Étape de 300 kms : essentiellement une grande route à 2 x 2 voies, où l’on change en permanence de vitesse, c’est ce qui donne un peu de rythme à notre conduite car cette voie de bord de mer est plutôt ennuyeuse, nous l’avions éprouvé déjà l’an dernier. On change de vitesse très fréquemment car les routes nationales traversent des villes et villages. À l’approche de chaque passage piéton, on doit passer de 90 à 70 puis à 50, ce qui est nécessaire bien sûr. Ce que personne ne fait, et si vous respectez ces vitesses à la lettre, vous n’êtes plus dans le flux, vous le gênez et prenez même des risques pour vous et pour les autres… On roule donc dans le flux général quand la circulation est particulièrement dense, et à la vitesse indiquée le reste du temps. Et puisqu’on parle voiture, voici pour répondre à la demande de Franck et Muriel de Magicargol, une nouvelle page qui documente les modifications apportées à notre auto pour ce voyage.

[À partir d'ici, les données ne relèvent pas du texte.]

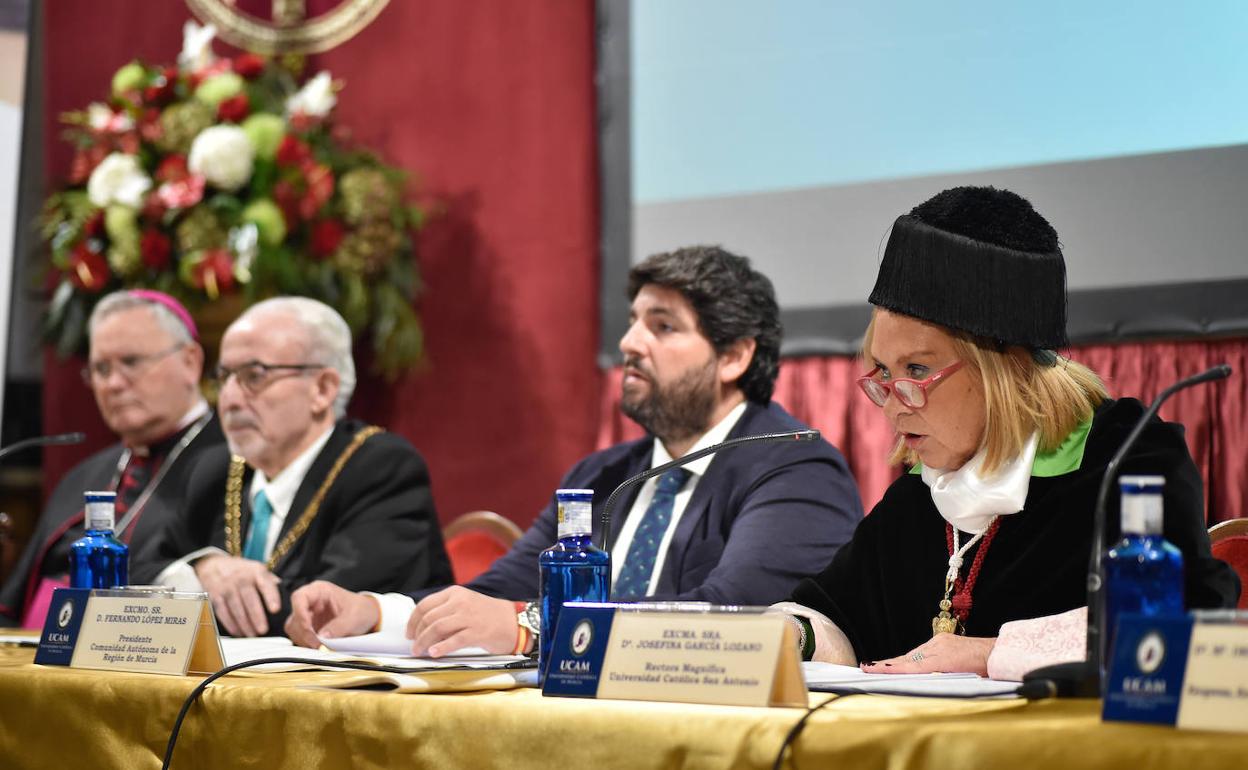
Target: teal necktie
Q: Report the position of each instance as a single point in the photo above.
(634, 578)
(257, 536)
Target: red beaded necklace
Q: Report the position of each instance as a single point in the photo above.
(956, 604)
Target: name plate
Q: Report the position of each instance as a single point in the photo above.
(131, 630)
(680, 652)
(1184, 672)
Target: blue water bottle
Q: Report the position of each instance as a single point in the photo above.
(1143, 572)
(573, 569)
(99, 559)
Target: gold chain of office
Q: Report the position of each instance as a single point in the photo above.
(290, 31)
(234, 501)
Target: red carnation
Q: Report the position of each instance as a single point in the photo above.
(248, 65)
(326, 236)
(155, 248)
(149, 125)
(182, 194)
(318, 180)
(234, 109)
(172, 169)
(292, 151)
(87, 271)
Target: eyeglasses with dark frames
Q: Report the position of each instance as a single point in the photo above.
(255, 376)
(910, 392)
(130, 367)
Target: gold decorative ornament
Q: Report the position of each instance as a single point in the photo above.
(234, 501)
(290, 31)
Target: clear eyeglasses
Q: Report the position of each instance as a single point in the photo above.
(255, 376)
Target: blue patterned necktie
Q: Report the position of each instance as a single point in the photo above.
(257, 537)
(634, 578)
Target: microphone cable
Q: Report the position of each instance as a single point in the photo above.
(1035, 690)
(341, 664)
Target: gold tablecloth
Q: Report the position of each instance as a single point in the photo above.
(104, 719)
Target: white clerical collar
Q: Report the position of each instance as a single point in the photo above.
(197, 409)
(970, 502)
(709, 438)
(282, 487)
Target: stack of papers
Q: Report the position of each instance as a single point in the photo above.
(371, 650)
(831, 678)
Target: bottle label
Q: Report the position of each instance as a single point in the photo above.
(1141, 513)
(99, 511)
(575, 516)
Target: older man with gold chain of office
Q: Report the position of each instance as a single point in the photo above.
(307, 494)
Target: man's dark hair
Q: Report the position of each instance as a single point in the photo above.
(733, 301)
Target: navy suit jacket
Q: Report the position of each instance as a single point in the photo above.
(764, 517)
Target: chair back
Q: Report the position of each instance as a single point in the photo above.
(1229, 542)
(476, 539)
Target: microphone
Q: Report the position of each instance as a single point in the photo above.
(605, 518)
(59, 439)
(1086, 678)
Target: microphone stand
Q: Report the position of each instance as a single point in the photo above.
(605, 517)
(44, 441)
(1086, 678)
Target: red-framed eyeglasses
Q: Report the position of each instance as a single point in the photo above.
(910, 392)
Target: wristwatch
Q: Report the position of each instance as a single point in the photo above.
(531, 618)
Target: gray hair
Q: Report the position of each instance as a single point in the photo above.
(327, 338)
(121, 301)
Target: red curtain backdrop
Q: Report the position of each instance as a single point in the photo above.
(821, 392)
(491, 104)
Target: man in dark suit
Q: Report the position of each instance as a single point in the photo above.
(144, 368)
(308, 494)
(700, 361)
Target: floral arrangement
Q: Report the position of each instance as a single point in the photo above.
(224, 176)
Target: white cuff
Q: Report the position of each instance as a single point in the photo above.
(396, 609)
(831, 644)
(180, 575)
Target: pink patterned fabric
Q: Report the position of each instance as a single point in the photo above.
(1023, 645)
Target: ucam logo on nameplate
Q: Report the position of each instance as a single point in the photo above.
(675, 652)
(156, 632)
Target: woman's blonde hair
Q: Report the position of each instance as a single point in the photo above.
(1021, 397)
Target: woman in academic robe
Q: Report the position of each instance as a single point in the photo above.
(1006, 444)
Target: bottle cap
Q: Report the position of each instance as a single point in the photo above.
(99, 512)
(1142, 484)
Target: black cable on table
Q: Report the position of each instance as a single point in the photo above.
(363, 667)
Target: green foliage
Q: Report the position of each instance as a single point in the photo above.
(326, 220)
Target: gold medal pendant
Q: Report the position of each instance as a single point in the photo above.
(945, 623)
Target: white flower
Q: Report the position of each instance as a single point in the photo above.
(224, 155)
(101, 117)
(196, 46)
(119, 179)
(315, 99)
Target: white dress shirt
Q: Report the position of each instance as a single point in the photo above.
(697, 469)
(396, 608)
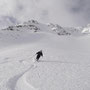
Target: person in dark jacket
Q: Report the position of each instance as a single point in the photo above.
(39, 54)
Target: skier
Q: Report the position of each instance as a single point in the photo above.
(39, 54)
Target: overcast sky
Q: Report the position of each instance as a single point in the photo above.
(63, 12)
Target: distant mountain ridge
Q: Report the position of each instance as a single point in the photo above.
(35, 26)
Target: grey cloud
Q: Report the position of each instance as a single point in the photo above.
(63, 12)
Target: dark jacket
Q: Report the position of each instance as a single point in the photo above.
(39, 54)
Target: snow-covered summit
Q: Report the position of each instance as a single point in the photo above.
(35, 26)
(66, 58)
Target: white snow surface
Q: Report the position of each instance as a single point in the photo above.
(64, 66)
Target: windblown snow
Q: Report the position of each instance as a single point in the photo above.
(64, 66)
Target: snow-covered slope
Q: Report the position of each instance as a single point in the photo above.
(64, 66)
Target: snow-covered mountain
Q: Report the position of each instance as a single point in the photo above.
(64, 66)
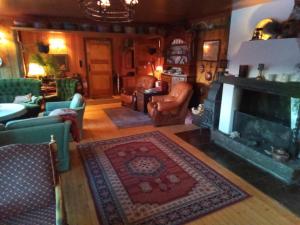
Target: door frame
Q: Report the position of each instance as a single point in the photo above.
(85, 40)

Temps maussade mais c’est très bien pour rouler. On a même pu tomber nos petites laines en fin de parcours avec un soleil franc. Le petit déjeuner du matin semble loin et nous jetons notre dévolu sur une petite cantine locale qui fait des kofte. Le patron nous sert une entrée de crudités carottes râpées, choux rouge et salade verte émincée croquantes de fraîcheur et citronnée, puis les kofte, petits steak hachés aux herbes fraîches, servis avec une tomate, trois piments verts et deux tranches de pain léger, le tout grillé au barbecue. C’est un délice qu’on englouti non sans savourer chaque bouchée ! Et si le piment rugi trop fort, on le calme en alternant une gorgée de thé Turc et une autre d’un ayran maison servi en broc d’un litre, yaourt légèrement salé, fermenté, liquide et très frais.

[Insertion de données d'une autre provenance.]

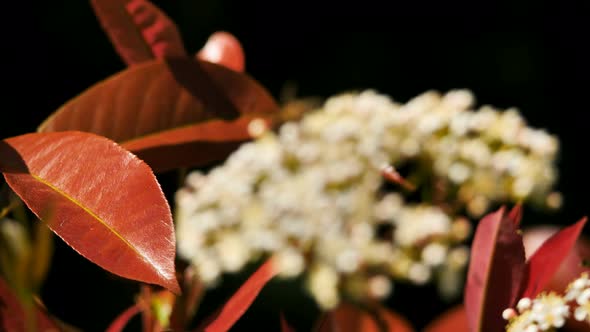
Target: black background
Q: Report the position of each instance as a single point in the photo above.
(527, 54)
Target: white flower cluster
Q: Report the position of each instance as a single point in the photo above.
(313, 194)
(550, 311)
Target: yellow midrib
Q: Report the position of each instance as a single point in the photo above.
(92, 214)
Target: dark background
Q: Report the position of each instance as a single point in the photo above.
(527, 54)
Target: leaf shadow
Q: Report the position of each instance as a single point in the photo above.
(194, 77)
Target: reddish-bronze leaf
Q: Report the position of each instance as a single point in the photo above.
(453, 320)
(237, 305)
(123, 319)
(544, 263)
(197, 144)
(159, 109)
(14, 317)
(138, 30)
(496, 269)
(224, 48)
(100, 199)
(347, 317)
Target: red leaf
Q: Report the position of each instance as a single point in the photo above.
(544, 263)
(224, 48)
(160, 111)
(496, 269)
(100, 199)
(138, 30)
(197, 144)
(285, 327)
(13, 316)
(123, 319)
(347, 317)
(237, 305)
(453, 320)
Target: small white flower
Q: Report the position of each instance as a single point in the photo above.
(549, 310)
(524, 304)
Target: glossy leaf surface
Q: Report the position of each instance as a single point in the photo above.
(160, 110)
(545, 262)
(237, 305)
(100, 199)
(224, 48)
(138, 30)
(496, 269)
(349, 318)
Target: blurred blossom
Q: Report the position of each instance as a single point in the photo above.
(549, 311)
(313, 194)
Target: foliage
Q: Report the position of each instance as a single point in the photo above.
(88, 176)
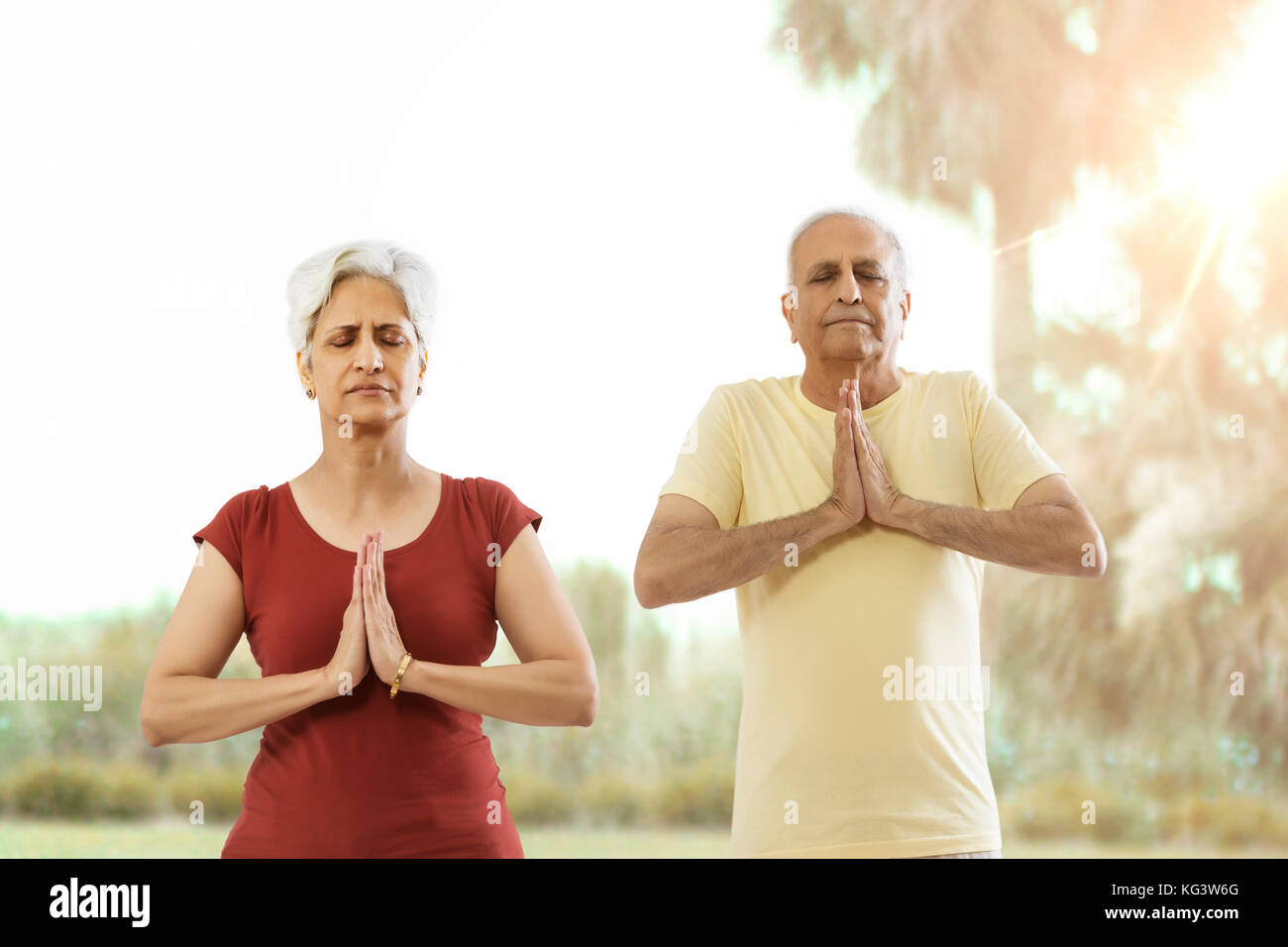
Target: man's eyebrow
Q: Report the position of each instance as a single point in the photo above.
(823, 264)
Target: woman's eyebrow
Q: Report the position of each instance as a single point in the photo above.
(380, 328)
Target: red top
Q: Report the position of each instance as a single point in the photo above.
(361, 775)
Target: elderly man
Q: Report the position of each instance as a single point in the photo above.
(853, 506)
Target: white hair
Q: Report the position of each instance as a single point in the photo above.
(310, 283)
(900, 262)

On a repris la route et bien essayé de voir le seul fjord de Turquie, car si des voyageurs en parlent, aucune carte (IGN, Google Maps, OpenMaps, OsmAnd) ne le mentionne. On est arrivé à la conclusion qu’il doit être visuellement anodin, bien qu’il soit géologiquement exceptionnel…
Puis on a commencé à préparer nos prochaines journées de visites, ballades et trajets jusqu’en Géorgie. De fil en aiguille, on a filé comme le vent et retrouvé des espaces familiers à l’approche d’Aziziye. Avec eux nos souvenirs sont revenus à la surface.
Le Yali Kamp est bien ouvert, il accueille quelques familles locales, russes et hollandaises, et nous. On retrouve le sourire du patron Ilhan, oui il a bien une place pour nous, on choisi celle qu’on veut. On se pose devant la petite entrée de plage, avec son portique à franges et son charme craquant. Les bançoires sont nouvelles. Ilhan nous offre le thé de bienvenue, c’est la première fois en Turquie cette année : l’Est commence vraiment ici.





Bonheur d’être ici, on a eu la chance d’avoir reçu le soleil pendant trente minutes, pendant lesquelles Nathalie a passé une robe et s’est enduite de crème solaire. Je suis resté pendant ce temps avec mes fringues chaudes au soleil chaud en me disant que c’était l’heure du bain de mer froid, qu’il fallait s’y jeter sans tarder. Une petite pluie a mis fin à nos espoirs et hésitations. C’était l’heure du thé, alors on a fait le thé. Bonheur du thé.
Le fjord, c’est peut-être le loch Ness turc ?
Ouahou ! J’ai vu la page spécial aménagement de la bagnole et du nid douillet, bravo Luc ! Tes talents de bricoleur n’ont d’égal que ceux de compteur d’histoires en voyage.